Daniel Hastings, the Cecil and Ida Green Education Professor in the Department of Aeronautics and Astronautics and chief executive officer and director of the Singapore-MIT Alliance for Research and Technology, for contributions in spacecraft and space system-environment interactions, space system architecture, and leadership in aerospace research and education.
Dara Entekhabi, the Bacardi and Stockholm Water Foundations Professor in the departments of Civil and Environmental Engineering and Earth, Atmospheric and Planetary Sciences, for leadership in the hydrologic sciences including the scientific underpinnings for satellite observation of the Earth’s water cycle.

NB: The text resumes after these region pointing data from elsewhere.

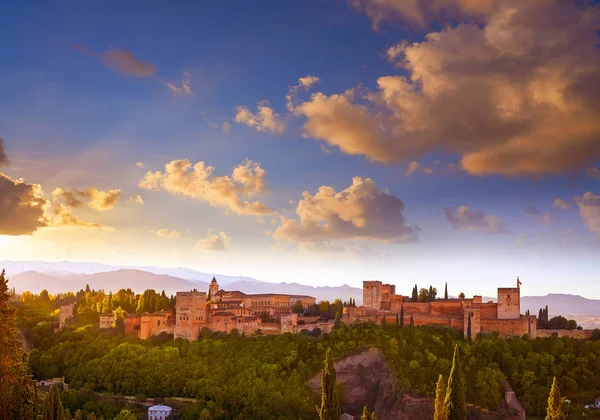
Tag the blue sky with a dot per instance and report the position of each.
(486, 137)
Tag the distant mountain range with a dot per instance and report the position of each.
(66, 276)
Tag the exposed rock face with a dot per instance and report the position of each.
(364, 379)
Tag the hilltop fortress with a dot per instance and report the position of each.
(219, 310)
(504, 316)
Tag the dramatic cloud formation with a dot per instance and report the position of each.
(561, 204)
(593, 173)
(589, 211)
(166, 233)
(198, 182)
(22, 207)
(136, 199)
(125, 63)
(214, 242)
(361, 211)
(420, 13)
(265, 119)
(473, 220)
(185, 86)
(501, 92)
(3, 157)
(63, 216)
(97, 200)
(539, 216)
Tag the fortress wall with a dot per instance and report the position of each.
(579, 334)
(506, 327)
(448, 308)
(416, 308)
(488, 310)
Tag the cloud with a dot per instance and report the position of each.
(473, 220)
(214, 242)
(361, 211)
(135, 199)
(264, 120)
(419, 14)
(185, 85)
(63, 216)
(22, 207)
(96, 199)
(165, 233)
(561, 204)
(593, 173)
(539, 216)
(125, 63)
(500, 92)
(198, 182)
(3, 157)
(589, 211)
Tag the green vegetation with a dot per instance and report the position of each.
(554, 411)
(455, 404)
(330, 404)
(53, 408)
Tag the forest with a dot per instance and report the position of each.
(238, 377)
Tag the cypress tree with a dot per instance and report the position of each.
(330, 406)
(469, 328)
(402, 316)
(53, 409)
(554, 411)
(18, 392)
(455, 404)
(440, 394)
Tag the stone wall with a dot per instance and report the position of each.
(579, 334)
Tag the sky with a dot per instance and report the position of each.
(318, 142)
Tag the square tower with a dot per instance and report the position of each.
(372, 294)
(509, 303)
(190, 314)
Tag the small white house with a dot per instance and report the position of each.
(159, 412)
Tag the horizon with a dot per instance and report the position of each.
(318, 143)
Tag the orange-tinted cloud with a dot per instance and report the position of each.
(361, 211)
(464, 218)
(214, 242)
(264, 120)
(589, 211)
(198, 182)
(96, 199)
(501, 93)
(166, 233)
(22, 207)
(125, 63)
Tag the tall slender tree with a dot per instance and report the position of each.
(554, 411)
(19, 397)
(53, 409)
(330, 405)
(402, 316)
(469, 328)
(440, 394)
(455, 404)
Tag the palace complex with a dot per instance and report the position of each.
(220, 310)
(504, 316)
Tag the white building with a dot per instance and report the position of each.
(159, 412)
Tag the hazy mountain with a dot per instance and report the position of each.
(136, 280)
(65, 268)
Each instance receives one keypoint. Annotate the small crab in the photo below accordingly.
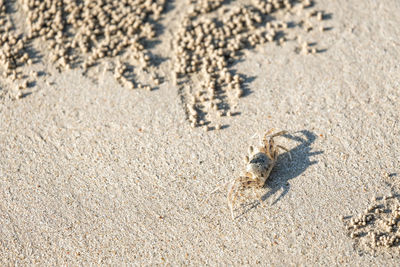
(259, 166)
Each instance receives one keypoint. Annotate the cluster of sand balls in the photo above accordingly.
(81, 33)
(206, 47)
(13, 50)
(378, 227)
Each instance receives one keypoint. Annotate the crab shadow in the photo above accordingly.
(288, 167)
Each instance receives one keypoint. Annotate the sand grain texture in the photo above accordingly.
(96, 173)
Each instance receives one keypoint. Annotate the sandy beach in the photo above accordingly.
(94, 172)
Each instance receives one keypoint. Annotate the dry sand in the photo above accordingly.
(94, 173)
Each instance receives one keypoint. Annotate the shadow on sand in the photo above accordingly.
(288, 169)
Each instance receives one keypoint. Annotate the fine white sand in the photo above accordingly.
(94, 173)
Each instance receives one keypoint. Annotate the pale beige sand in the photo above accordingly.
(96, 173)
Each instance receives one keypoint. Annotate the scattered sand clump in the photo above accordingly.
(208, 43)
(377, 229)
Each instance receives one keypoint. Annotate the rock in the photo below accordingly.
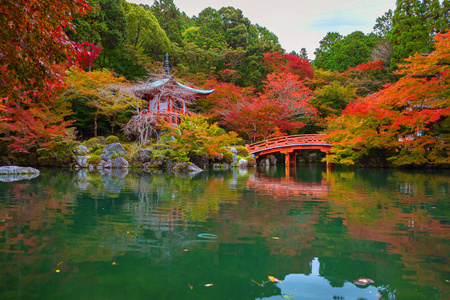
(120, 173)
(232, 149)
(217, 166)
(200, 160)
(242, 163)
(120, 163)
(95, 167)
(81, 150)
(101, 139)
(14, 173)
(193, 169)
(113, 149)
(108, 164)
(184, 167)
(157, 162)
(4, 161)
(169, 164)
(145, 155)
(82, 161)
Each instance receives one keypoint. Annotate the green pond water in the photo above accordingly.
(221, 234)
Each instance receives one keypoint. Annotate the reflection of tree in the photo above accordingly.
(402, 218)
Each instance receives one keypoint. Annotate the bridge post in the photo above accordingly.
(289, 159)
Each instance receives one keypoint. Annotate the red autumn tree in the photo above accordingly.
(86, 54)
(281, 107)
(34, 51)
(410, 117)
(33, 43)
(287, 63)
(224, 96)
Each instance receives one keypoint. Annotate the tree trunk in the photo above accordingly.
(95, 123)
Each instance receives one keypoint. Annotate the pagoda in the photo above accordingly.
(168, 98)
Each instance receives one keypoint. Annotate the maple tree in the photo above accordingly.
(281, 107)
(195, 136)
(288, 63)
(32, 44)
(87, 54)
(409, 117)
(97, 89)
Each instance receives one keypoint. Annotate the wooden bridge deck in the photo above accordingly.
(289, 145)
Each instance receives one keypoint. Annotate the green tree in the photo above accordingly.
(172, 21)
(323, 52)
(383, 25)
(332, 99)
(352, 50)
(415, 23)
(144, 32)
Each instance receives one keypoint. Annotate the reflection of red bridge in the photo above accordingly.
(289, 187)
(289, 145)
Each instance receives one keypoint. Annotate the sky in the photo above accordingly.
(299, 23)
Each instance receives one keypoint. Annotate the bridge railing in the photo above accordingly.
(286, 141)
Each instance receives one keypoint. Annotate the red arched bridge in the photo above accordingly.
(289, 145)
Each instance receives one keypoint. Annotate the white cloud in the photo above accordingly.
(299, 24)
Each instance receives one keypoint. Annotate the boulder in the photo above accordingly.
(185, 167)
(145, 155)
(4, 161)
(82, 161)
(113, 149)
(107, 163)
(14, 173)
(157, 162)
(242, 163)
(120, 163)
(232, 149)
(81, 150)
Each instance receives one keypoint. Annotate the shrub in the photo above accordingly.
(112, 139)
(251, 161)
(91, 143)
(242, 151)
(94, 159)
(228, 157)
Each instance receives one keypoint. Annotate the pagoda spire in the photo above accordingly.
(166, 65)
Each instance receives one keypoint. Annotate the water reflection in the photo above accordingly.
(316, 231)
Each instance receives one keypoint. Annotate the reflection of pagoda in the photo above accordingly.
(167, 97)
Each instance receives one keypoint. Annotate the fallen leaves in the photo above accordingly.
(363, 281)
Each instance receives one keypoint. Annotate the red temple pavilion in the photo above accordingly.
(168, 97)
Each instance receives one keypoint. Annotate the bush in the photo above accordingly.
(228, 157)
(251, 161)
(94, 159)
(112, 139)
(91, 143)
(242, 151)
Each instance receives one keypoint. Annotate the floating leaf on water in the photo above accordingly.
(273, 279)
(363, 281)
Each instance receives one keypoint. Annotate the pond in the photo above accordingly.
(275, 233)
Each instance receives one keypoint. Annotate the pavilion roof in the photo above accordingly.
(147, 87)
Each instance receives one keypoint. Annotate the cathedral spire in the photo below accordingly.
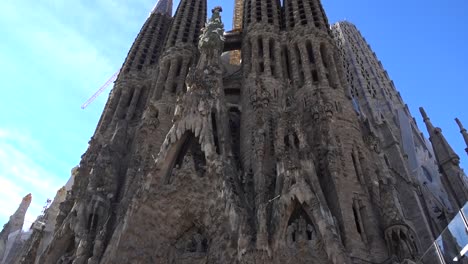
(163, 7)
(448, 163)
(463, 132)
(442, 148)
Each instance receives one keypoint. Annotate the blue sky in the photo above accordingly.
(54, 54)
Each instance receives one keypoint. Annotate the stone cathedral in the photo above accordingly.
(282, 140)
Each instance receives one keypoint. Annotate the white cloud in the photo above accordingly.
(21, 173)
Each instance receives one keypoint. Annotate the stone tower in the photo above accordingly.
(389, 126)
(273, 160)
(10, 235)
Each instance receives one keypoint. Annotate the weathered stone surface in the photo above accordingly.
(196, 160)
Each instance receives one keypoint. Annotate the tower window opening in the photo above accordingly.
(355, 164)
(260, 47)
(259, 10)
(215, 131)
(130, 97)
(299, 65)
(356, 220)
(323, 53)
(291, 14)
(315, 76)
(179, 67)
(310, 52)
(285, 58)
(271, 45)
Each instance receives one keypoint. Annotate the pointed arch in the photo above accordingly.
(176, 156)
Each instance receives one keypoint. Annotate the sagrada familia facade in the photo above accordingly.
(281, 141)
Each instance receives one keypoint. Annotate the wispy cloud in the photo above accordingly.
(21, 172)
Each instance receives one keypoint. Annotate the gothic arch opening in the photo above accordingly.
(184, 155)
(300, 228)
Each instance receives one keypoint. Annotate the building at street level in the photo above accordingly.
(281, 141)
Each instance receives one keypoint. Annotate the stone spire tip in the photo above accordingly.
(28, 197)
(423, 113)
(163, 7)
(459, 124)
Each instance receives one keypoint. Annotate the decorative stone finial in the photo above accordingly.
(163, 7)
(463, 132)
(423, 113)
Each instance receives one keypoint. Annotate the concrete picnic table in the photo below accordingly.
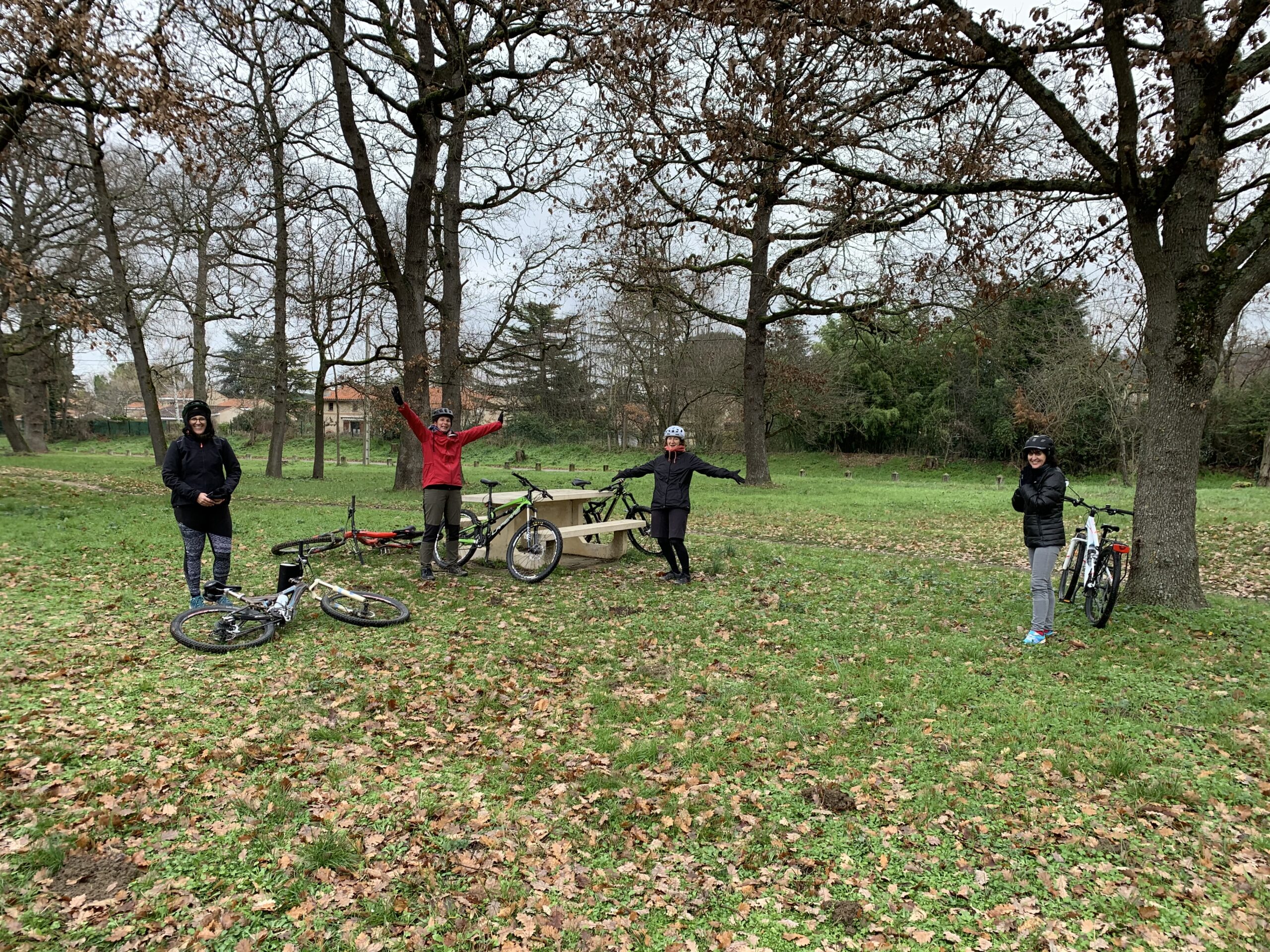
(566, 511)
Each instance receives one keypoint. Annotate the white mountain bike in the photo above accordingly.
(1094, 564)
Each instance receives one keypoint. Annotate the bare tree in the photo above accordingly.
(1143, 116)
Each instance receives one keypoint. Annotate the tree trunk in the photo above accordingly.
(451, 266)
(281, 250)
(1165, 551)
(1263, 475)
(198, 319)
(8, 418)
(120, 278)
(320, 424)
(755, 379)
(408, 284)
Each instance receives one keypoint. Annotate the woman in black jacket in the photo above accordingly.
(672, 473)
(202, 473)
(1039, 498)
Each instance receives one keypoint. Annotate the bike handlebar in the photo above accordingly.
(536, 489)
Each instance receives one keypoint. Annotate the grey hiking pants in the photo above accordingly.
(1042, 561)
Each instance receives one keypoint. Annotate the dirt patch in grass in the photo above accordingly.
(94, 875)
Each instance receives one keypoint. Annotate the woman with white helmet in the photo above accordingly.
(672, 473)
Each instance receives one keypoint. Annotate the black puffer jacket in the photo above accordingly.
(674, 474)
(1040, 499)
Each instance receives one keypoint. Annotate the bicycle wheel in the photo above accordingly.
(1070, 578)
(640, 537)
(313, 545)
(1100, 598)
(534, 551)
(220, 629)
(470, 538)
(375, 612)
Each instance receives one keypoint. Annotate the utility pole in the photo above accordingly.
(366, 402)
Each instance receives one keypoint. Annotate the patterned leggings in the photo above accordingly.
(221, 547)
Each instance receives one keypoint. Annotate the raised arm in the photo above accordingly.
(416, 424)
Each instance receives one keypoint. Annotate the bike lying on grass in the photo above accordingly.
(1094, 564)
(220, 629)
(375, 541)
(534, 550)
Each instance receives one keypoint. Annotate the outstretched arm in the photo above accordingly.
(468, 436)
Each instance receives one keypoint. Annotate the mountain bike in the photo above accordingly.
(1092, 564)
(602, 508)
(220, 629)
(534, 550)
(380, 542)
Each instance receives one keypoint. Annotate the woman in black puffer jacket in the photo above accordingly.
(1039, 498)
(672, 473)
(202, 474)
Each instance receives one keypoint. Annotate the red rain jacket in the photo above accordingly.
(444, 452)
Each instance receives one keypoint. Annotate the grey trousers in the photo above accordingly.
(1042, 560)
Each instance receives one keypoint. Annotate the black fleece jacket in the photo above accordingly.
(1040, 499)
(674, 474)
(192, 468)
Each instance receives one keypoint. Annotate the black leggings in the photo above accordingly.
(672, 549)
(221, 549)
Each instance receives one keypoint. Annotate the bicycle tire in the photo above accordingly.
(539, 545)
(313, 545)
(640, 538)
(356, 612)
(220, 647)
(470, 538)
(1071, 577)
(1100, 598)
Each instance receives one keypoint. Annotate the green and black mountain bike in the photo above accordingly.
(534, 550)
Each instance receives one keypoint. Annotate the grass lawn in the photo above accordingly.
(833, 739)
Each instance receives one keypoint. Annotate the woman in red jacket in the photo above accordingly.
(443, 479)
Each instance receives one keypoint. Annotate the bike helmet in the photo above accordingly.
(1043, 443)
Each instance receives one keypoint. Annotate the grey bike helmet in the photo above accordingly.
(1043, 443)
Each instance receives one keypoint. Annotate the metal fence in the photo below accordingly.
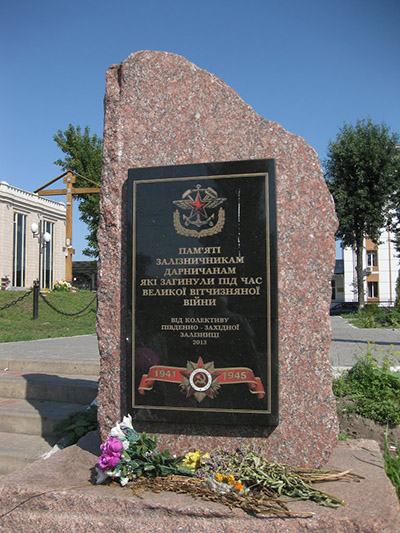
(36, 294)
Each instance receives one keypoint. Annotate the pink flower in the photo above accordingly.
(107, 461)
(114, 445)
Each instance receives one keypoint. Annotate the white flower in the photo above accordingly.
(127, 422)
(101, 475)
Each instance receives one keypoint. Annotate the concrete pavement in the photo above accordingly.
(348, 341)
(59, 355)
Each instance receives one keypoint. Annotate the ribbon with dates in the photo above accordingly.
(222, 376)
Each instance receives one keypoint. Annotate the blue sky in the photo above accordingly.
(309, 65)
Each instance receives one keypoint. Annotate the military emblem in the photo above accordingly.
(200, 204)
(200, 380)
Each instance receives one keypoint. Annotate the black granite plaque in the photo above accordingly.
(204, 293)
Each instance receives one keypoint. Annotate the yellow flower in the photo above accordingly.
(192, 459)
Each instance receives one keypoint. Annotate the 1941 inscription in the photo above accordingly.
(204, 312)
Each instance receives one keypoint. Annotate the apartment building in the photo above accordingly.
(381, 267)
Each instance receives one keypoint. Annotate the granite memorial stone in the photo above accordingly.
(162, 111)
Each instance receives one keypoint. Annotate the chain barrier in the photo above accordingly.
(16, 301)
(63, 312)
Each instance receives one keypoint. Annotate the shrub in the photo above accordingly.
(372, 390)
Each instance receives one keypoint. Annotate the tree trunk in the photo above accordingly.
(359, 272)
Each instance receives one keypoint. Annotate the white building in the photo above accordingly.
(20, 251)
(381, 267)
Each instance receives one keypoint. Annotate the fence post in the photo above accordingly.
(35, 299)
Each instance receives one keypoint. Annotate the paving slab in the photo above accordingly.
(44, 386)
(348, 341)
(33, 417)
(58, 494)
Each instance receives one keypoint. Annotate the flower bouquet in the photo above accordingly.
(128, 455)
(238, 478)
(62, 286)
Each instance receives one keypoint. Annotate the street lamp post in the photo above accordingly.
(43, 238)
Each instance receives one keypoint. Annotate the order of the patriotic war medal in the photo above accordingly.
(197, 209)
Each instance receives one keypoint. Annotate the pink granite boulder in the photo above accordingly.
(160, 109)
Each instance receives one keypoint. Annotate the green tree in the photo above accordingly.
(362, 175)
(83, 155)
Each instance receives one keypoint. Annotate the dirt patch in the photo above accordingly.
(358, 427)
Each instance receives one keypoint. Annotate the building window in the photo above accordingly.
(373, 289)
(19, 250)
(333, 285)
(47, 257)
(372, 258)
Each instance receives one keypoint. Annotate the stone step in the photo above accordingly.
(33, 417)
(18, 450)
(39, 386)
(51, 366)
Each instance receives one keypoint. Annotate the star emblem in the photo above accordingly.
(200, 380)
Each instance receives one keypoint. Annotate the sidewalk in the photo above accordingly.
(60, 355)
(348, 341)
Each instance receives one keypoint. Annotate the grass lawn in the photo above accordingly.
(16, 323)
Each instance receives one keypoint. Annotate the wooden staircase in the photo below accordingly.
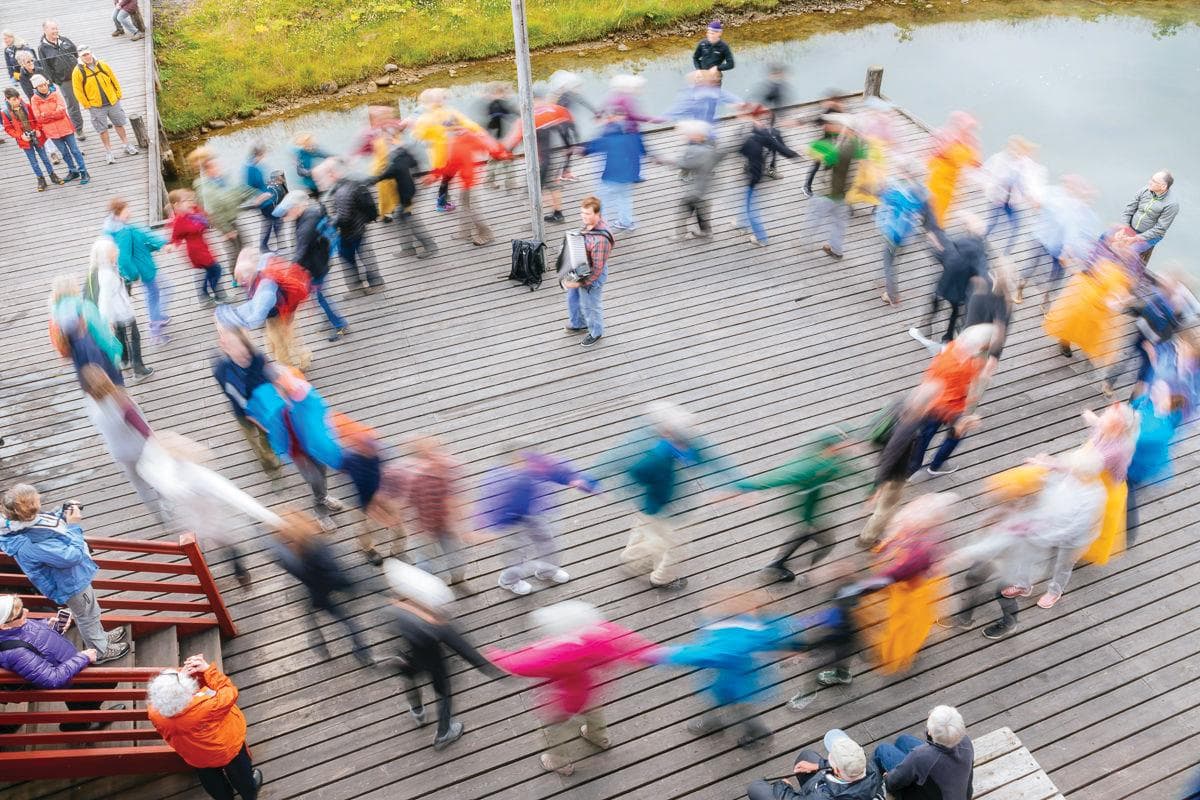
(40, 759)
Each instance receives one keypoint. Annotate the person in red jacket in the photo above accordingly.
(187, 227)
(466, 150)
(195, 710)
(22, 125)
(51, 110)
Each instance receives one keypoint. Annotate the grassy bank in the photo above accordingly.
(219, 58)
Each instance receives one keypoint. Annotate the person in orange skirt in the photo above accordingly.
(957, 150)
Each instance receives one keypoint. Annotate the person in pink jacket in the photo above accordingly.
(577, 644)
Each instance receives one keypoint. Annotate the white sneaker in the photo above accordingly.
(521, 588)
(557, 576)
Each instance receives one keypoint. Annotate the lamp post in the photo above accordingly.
(525, 97)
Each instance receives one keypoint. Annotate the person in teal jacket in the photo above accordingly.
(136, 247)
(809, 476)
(652, 461)
(732, 650)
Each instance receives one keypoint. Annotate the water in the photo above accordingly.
(1111, 98)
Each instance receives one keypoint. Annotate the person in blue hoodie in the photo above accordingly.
(623, 151)
(732, 650)
(903, 205)
(652, 462)
(51, 551)
(513, 503)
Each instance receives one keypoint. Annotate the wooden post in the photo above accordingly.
(187, 541)
(139, 132)
(525, 98)
(874, 82)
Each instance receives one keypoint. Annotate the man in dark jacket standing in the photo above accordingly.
(59, 56)
(312, 250)
(1152, 211)
(353, 210)
(712, 52)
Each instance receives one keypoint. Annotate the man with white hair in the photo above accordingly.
(844, 775)
(195, 710)
(419, 618)
(657, 457)
(936, 769)
(1152, 211)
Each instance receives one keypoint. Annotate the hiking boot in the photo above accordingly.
(113, 653)
(999, 630)
(553, 764)
(451, 735)
(603, 743)
(778, 572)
(671, 585)
(839, 677)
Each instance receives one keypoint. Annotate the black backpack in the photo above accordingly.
(528, 262)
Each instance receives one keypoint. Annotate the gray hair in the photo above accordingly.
(945, 726)
(171, 692)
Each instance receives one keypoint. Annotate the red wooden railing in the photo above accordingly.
(211, 609)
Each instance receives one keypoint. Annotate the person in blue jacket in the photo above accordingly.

Dina Katabi, the Andrew (1956) and Erna Viterbi Professor in the Department of Electrical Engineering and Computer Science and a member of the Computer Science and Artificial Intelligence Laboratory (CSAIL), for contributions to network congestion control and to wireless communications.
Alexander H. Slocum, the Pappalardo Professor of Mechanical Engineering in the Department of Mechanical Engineering, for contributions to precision machine design and manufacturing across multiple industries and leadership in engineering education.
Michael S. Strano, the Carbon P. Dubbs Professor of Chemical Engineering in the Department of Chemical Engineering, for contributions to nanotechnology, including fluorescent sensors for human health and solar and thermal energy devices.